Elbow Dislocation Treatment

General Measures
  • The injured arm should be immobilized and elevated, with ice packs applied to the elbow.
  • The patient should be sent to the emergency department immediately.
  • The patient’s neurovascular status must be evaluated before and after reduction.
  • The examiner rules out associated fractures.
  • Most dislocations can be treated with closed reduction, with the patient under sedation.
  • Open reduction is indicated in irreducible dislocation, i.e., one caused by soft-tissue entrapment and free fragment in the joint, or changes in neurovascular status.
  • Longitudinal traction, with gradual flexion and downward pressure on the forearm, usually reduces posterior or posterolateral dislocations.
  • After reduction, elbow ROM and stability should be checked with gentle ROM and valgus and varus stress.
    • Neurovascular function also should be examined.
  • Immobilization of the elbow in 90° of flexion with a posterior splint is recommended.
  • Duration of immobilization varies, depending on elbow stability, but generally is 1 week.
  • >3 weeks of immobilization should be avoided to prevent stiffness.
  • If any neurovascular injury is detected, a vascular or orthopaedic surgeon should be notified.
Activity
  • Gradual passive and active ROM and strengthening physical therapy should be started as soon as the immobilization device is removed.
  • No lifting is allowed for 2 weeks.
Special Therapy
Physical Therapy
Therapy involves ROM and muscle strengthening.
 
Surgery
  • Surgery is indicated for:
    • Irreducible dislocation
    • Open dislocation
    • Neurovascular entrapment
    • Certain types of associated fractures
    • Complex fracture dislocations
  • Open reduction and internal fixation are recommended for:
    • Displaced radial head fractures
    • Olecranon fractures
    • Supracondylar humerus fractures
  • Repair of complex fracture dislocations should be based on restoring stability to the elbow.
    • Should be accomplished by repair of the coronoid (if possible), restoration of the radial head or radial head replacement, or repair of the collateral ligaments
  • Total elbow arthroplasty has been used for severe fracture dislocation or missed injuries.
Follow-up
Prognosis
  • Most patients do well after closed reduction.
  • The most common residual condition after dislocation is decreased ROM (loss of 10-15° of extension).
  • Medial instability leads to late arthritis and persistent pain.

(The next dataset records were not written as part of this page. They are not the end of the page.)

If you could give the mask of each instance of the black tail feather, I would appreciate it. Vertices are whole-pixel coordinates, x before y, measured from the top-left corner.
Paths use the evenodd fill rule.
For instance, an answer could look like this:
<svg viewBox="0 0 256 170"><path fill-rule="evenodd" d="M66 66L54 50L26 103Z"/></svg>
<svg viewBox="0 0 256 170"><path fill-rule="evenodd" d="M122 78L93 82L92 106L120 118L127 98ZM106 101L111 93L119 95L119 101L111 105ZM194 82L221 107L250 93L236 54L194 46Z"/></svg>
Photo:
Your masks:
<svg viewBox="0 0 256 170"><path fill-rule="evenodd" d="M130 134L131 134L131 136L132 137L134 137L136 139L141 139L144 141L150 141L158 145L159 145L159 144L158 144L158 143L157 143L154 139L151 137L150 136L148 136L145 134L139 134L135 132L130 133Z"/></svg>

  • Surgery has not been shown to be beneficial for dislocations without fracture.
  • Complex fracture dislocations have a worse prognosis but benefit from an aggressive surgical approach.
Complications
  • Decreased ROM
  • Neurovascular injury
  • Persistent pain
  • Arthritis
  • Instability
  • Heterotopic ossification
Patient Monitoring
  • The follow-up frequency varies with the individual surgeon.
  • In general, immobilization should continue for ~1 week, depending on the stability of elbow.

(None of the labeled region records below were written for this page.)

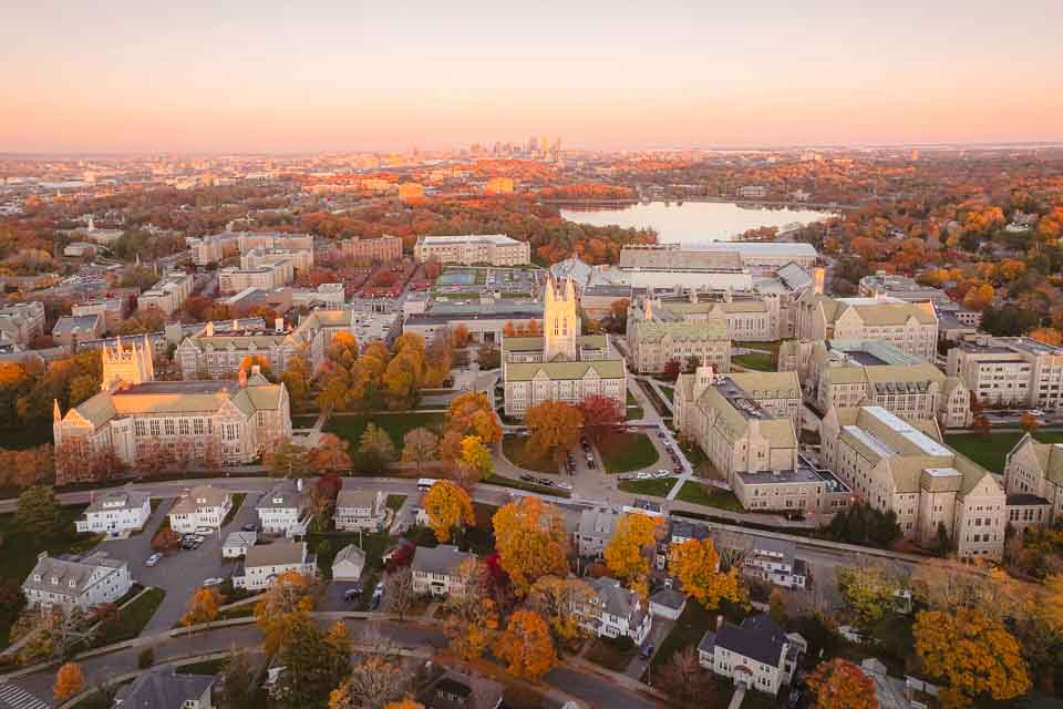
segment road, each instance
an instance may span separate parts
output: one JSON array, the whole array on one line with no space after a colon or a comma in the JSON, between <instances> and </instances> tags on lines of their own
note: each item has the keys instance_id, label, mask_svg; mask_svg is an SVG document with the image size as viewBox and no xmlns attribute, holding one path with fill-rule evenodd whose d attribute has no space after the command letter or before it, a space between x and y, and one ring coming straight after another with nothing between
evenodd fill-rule
<instances>
[{"instance_id":1,"label":"road","mask_svg":"<svg viewBox=\"0 0 1063 709\"><path fill-rule=\"evenodd\" d=\"M319 620L324 626L327 620ZM436 627L393 621L367 621L363 619L344 620L351 638L358 644L359 638L371 627L380 635L389 638L400 648L434 650L446 647L446 637ZM85 672L85 685L93 687L107 678L132 672L137 669L137 657L144 647L153 647L156 665L194 655L219 653L233 647L256 647L262 640L261 631L255 625L239 625L199 633L193 636L178 637L151 643L145 639L143 645L81 660ZM637 695L613 680L594 672L581 671L568 667L558 667L550 671L546 684L589 702L592 707L609 706L613 709L657 709L662 705L656 700ZM54 672L42 671L13 680L9 685L0 685L0 709L43 709L51 706L51 689L54 682ZM25 698L25 701L37 701L34 705L4 706L3 691L9 695Z\"/></svg>"}]
</instances>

  • Immobilization should be no longer than 3 weeks.
  • Clinical monitoring of compartment status and of neurovascular function is recommended for the first 12-24 hours.
Miscellaneous
Codes
ICD9-CM
832.0 Elbow dislocation
 
Patient Teaching
  • Monitor for signs of compartment syndrome.
  • Emphasize ROM exercises at home.
Prevention
  • Snowboarding is a risky sport for complex elbow fracture dislocations.
    • No methods are available to lessen this risk.
FAQ
Q: What is the long-term outcome of elbow dislocation?
A: Outcomes of dislocations without fracture are generally good. Some patients will develop arthritis symptoms and medial instability of the elbow. Outcomes of complex fracture dislocations are not as good.